DanielKeep-san, steballen-san,
Thank you for your educational comments!

I am one-month Rustacean, so it is still hard to understand what you are using in your code, but I really appreciate time that you spent for me.

Trying your codes, I wonder if my original statement “b = a.clone();” is serious cause.
Does it mean clone then copy?

I was happy that I found my problem, but it gave me false hope.
Variables using clone method are references in my real project…

I will study your codes step by step and I hope that my real project will improve.

Thank you!


#16

The real problem was the lack of black boxing. Basically, you have to trick the compilers into “forgetting” that the two arrays are filled with zeros. Otherwise, they’ll just optimize everything away (which gcc appears to be better at doing).


#17

re: amd suffering

Don’t worry, Zen is coming!


#18

Just a note: I got around to pulling out the compiled assembly for the copy functions:

The biggest difference I saw was that the Rust functions were calling memcpy, whereas the C ones weren’t.
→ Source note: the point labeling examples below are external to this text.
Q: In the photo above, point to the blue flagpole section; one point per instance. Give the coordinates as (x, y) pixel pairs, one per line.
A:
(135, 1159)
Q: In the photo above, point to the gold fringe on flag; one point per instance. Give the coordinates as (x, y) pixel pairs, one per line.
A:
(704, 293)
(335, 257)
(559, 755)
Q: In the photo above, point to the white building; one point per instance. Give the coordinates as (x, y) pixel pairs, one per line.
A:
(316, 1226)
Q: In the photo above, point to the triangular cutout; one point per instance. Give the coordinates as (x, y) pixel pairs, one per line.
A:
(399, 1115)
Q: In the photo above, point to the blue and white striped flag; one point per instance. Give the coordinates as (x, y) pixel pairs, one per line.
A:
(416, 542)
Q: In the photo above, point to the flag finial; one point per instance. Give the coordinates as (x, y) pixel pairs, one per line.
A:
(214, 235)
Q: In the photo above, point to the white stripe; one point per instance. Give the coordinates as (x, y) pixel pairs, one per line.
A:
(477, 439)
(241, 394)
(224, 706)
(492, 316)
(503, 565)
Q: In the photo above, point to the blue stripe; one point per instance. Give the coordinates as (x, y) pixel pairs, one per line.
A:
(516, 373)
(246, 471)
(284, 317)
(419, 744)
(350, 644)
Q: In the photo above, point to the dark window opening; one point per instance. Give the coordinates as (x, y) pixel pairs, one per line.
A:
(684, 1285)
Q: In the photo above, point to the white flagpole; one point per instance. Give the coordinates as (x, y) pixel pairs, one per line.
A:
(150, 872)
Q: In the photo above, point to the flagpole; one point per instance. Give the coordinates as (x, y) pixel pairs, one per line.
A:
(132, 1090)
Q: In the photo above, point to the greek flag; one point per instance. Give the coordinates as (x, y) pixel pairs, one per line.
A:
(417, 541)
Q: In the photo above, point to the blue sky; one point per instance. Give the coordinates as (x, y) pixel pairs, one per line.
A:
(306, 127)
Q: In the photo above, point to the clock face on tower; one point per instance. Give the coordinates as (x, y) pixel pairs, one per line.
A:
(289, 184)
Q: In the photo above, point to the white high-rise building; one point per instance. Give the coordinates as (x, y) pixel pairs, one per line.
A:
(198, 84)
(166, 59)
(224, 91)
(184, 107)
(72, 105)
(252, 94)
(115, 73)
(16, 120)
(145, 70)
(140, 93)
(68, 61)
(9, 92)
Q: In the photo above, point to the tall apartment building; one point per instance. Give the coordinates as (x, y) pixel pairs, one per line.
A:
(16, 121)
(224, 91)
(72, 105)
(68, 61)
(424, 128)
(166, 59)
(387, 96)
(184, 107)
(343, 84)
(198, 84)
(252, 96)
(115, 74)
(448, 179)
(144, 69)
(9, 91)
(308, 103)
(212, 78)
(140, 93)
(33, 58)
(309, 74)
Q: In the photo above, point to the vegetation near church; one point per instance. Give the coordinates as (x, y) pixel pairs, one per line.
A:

Note that this is without doing LTO (since I’m getting these from the respective compilers), but LTO would probably make analysing the functions in isolation difficult anyway.

I can’t really speculate on why they’re different.


#19

It looks like LLVM is having trouble optimizing the branch condition for copy_struct_many_rust. I think there’s a bug filed somewhere about that, but I can’t seem to find it (IIRC explicitly slicing the operands so they’re the same length improves code generation a bit).
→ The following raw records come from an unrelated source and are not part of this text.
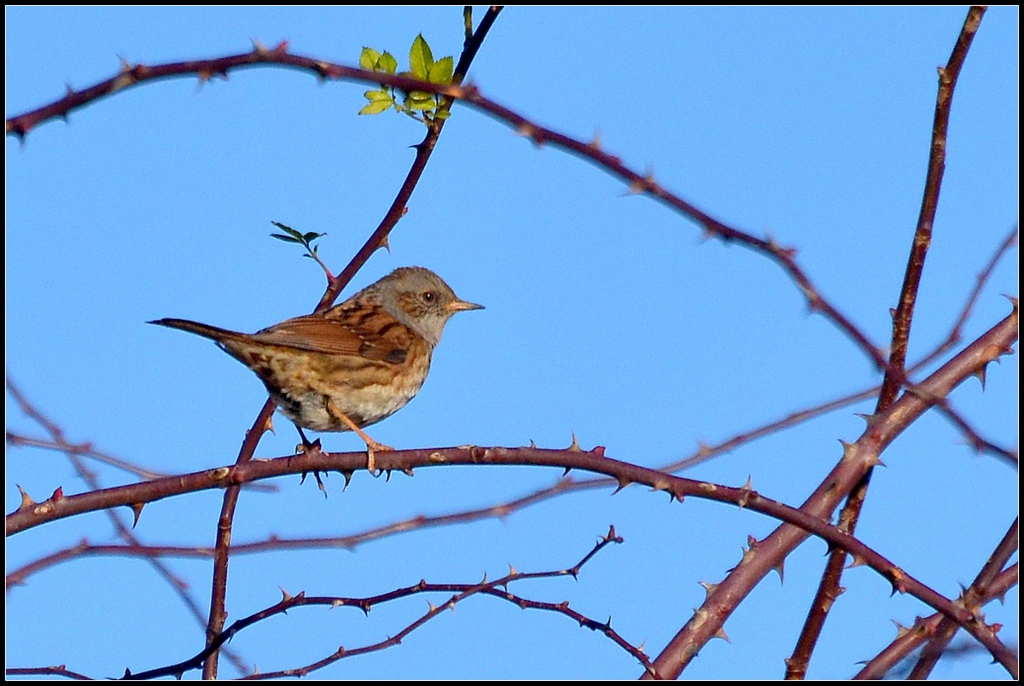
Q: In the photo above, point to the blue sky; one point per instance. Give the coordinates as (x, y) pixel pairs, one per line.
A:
(606, 315)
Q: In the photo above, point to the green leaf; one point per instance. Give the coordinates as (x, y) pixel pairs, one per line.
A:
(376, 108)
(369, 58)
(387, 63)
(442, 71)
(421, 59)
(288, 229)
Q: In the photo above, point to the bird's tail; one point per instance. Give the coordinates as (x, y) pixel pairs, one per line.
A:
(204, 330)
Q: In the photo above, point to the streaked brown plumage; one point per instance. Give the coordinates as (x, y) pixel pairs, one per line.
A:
(354, 363)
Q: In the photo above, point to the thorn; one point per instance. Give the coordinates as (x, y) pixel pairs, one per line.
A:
(869, 420)
(320, 482)
(623, 482)
(849, 449)
(27, 501)
(901, 631)
(574, 445)
(748, 489)
(898, 581)
(855, 561)
(137, 510)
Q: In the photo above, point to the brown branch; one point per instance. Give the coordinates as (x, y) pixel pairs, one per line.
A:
(973, 598)
(123, 531)
(857, 460)
(895, 377)
(378, 239)
(640, 183)
(497, 588)
(926, 629)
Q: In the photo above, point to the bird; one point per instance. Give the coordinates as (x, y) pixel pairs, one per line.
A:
(352, 365)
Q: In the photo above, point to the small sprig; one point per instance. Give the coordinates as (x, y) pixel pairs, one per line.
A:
(304, 240)
(421, 105)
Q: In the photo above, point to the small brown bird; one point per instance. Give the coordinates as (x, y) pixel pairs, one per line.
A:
(353, 365)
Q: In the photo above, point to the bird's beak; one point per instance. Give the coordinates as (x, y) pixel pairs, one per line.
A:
(461, 305)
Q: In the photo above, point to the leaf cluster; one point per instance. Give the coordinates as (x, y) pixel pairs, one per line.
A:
(419, 104)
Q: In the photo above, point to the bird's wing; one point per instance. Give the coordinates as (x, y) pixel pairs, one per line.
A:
(366, 332)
In terms of generating memcpy versus rep movs, that’s controlled by a threshold in LLVM, which is apparently much smaller in LLVM than it is in gcc; see https://github.com/llvm-mirror/llvm/blob/a026cdc11a64e7c87b44d09a53c72fdf9e2163ea/lib/Target/X86/X86Subtarget.cpp#L294 . It’s possible the threshold should be tweaked; IIRC rep movs has gotten faster on recent processors.